Sustainability is high on the agenda at ULI and Montgomery describes the retrofitting of old buildings as ‘so big it needs all the skills and talents of both public and private players to get the UK to be where it needs to be’.
‘It’s for cities to think cleverly about the right path between incentives and regulation required to meet that challenge.’
When it comes to innovative financing for development some of the ‘cuter’ cities are starting to think about joint venture deals which pay up only when the scheme has genuinely matured and turned a profit rather than insisting on huge transfer payments upfront via section 106, he says, while the promise of TIF opens up a new platform for public private discussion.
While councils are taking on the challenge of innovation he is also heartened to see housing associations getting on board, with the likes of Places for People in talks over a £100m bond.
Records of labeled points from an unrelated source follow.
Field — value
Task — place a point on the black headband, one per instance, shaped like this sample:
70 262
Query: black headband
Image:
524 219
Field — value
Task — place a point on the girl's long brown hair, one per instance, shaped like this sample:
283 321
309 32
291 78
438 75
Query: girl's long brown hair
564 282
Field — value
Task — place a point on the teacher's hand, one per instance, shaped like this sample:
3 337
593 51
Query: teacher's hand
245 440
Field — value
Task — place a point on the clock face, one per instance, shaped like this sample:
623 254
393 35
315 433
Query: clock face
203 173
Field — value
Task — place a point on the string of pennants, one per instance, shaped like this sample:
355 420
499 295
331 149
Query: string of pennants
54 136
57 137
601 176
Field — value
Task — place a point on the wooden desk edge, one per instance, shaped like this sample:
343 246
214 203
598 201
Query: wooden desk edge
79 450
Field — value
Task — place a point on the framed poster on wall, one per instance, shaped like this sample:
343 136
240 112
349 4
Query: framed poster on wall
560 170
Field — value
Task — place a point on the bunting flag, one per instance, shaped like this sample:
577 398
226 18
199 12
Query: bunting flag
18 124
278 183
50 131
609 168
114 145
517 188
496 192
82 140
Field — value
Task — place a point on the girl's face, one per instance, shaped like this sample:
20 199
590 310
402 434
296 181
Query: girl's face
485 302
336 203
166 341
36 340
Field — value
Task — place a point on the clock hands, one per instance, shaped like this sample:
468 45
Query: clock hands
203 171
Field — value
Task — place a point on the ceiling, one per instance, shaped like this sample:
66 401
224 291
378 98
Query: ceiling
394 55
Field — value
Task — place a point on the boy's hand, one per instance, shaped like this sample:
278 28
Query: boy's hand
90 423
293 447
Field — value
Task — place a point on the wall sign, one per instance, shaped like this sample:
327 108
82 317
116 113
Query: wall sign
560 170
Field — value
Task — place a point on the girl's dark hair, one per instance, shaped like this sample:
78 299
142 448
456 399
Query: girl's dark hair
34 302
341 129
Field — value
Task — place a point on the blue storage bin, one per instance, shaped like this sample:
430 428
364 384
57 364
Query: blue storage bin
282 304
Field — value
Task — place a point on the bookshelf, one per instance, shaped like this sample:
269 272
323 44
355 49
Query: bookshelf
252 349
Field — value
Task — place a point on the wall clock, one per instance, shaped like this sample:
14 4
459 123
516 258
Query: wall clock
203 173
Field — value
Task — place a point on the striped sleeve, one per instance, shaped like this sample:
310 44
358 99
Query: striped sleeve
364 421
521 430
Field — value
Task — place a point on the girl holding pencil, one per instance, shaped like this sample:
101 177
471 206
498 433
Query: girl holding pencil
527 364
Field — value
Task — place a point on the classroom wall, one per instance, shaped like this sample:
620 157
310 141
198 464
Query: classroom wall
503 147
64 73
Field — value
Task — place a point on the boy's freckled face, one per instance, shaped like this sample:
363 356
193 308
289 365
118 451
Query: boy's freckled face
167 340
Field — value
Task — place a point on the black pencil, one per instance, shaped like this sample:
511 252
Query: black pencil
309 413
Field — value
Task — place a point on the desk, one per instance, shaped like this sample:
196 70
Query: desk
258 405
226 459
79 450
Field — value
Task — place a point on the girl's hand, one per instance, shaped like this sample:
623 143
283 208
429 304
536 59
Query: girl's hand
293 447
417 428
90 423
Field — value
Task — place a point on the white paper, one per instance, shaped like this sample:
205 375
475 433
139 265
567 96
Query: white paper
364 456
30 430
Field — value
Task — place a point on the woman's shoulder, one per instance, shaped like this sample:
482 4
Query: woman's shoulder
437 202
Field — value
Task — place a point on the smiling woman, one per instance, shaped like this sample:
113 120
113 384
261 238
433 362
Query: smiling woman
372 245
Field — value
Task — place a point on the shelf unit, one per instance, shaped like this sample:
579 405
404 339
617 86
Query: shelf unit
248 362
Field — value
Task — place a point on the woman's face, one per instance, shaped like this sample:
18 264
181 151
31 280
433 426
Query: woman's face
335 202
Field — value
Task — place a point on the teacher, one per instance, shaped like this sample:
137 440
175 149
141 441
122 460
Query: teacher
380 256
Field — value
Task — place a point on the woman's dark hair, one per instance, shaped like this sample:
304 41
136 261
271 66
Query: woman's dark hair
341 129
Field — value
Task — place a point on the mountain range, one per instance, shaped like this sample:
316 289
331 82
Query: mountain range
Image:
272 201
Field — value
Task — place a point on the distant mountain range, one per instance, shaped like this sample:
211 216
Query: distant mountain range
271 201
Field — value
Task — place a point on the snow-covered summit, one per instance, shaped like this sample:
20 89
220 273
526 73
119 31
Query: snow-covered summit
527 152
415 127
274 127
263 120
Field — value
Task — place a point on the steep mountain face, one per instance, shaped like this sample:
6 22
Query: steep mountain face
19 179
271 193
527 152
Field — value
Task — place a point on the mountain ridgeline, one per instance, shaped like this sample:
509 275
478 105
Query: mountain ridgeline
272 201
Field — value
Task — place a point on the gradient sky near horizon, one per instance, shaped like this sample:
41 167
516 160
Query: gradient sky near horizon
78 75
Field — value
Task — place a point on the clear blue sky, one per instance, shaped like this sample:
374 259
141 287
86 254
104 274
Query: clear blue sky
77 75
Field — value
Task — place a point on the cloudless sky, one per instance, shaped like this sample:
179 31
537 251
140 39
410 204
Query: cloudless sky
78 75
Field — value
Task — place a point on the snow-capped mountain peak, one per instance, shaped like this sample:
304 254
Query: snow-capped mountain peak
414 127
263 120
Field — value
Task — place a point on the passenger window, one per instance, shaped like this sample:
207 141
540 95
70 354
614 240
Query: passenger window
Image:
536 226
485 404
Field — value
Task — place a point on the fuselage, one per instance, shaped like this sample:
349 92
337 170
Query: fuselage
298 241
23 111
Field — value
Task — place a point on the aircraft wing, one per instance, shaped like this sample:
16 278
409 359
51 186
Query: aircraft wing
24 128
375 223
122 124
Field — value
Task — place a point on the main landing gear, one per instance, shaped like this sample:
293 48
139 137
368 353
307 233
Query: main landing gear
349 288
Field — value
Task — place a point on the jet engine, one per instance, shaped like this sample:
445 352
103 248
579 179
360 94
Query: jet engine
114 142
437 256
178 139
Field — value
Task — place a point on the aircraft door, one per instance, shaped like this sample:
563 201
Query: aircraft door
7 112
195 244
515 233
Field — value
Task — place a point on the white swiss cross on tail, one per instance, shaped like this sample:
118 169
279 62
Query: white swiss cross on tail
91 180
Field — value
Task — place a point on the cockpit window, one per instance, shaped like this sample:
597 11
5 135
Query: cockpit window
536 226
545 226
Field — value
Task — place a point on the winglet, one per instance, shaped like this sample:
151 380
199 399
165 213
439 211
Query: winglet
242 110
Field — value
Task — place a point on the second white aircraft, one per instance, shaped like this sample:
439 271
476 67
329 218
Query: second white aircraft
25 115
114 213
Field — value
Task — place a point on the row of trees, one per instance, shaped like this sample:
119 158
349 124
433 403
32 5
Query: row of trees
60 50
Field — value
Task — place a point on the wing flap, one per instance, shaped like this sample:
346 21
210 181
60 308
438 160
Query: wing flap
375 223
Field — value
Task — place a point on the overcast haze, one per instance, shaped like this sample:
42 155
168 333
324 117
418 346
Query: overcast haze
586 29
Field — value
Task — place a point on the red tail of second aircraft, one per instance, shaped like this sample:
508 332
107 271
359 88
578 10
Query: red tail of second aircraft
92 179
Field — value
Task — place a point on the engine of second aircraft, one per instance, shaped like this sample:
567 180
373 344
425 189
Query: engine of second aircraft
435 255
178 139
Having watched the European Investment Bank transform the debate around the Olympic Village, he believes this is one of the great unheralded forces of regeneration investment in the UK. ‘If public bodies can structure their proposals in right way there are sources of capital out there that are sympathetic to the ambitions of cities.’
In the new environment it will be the local authorities that are good places to do business with that will have the edge over those that are ‘slow and ponderous or overly suspicious of private sector partners,’ he says, citing Birmingham and Newham as good example of how the needs of business and local government can be brought together.? ‘It’s about being more than prepared to work with developers and clever enough not to lose the public sector’s shirt in the deal. It requires a more mature commerciality as well as a very keen insight into the needs of local people and local businesses.’
The public sector funding tap that flowed so freely during the first stage of Joe Montgomery’s career has now been turned off and a new set of skills is needed to ensure local areas continue to thrive. He may only have left public office a few months ago but he has already moved on from the regeneration of the past to the challenge of forging the regeneration of the future.
‘I don’t know of any local authority that wouldn’t be interested in getting more money. The question is how can we use the talent, money, land, the power of conversation and convening we have to tackle today’s problems. That’s the challenge at the moment, we can’t undo decisions.’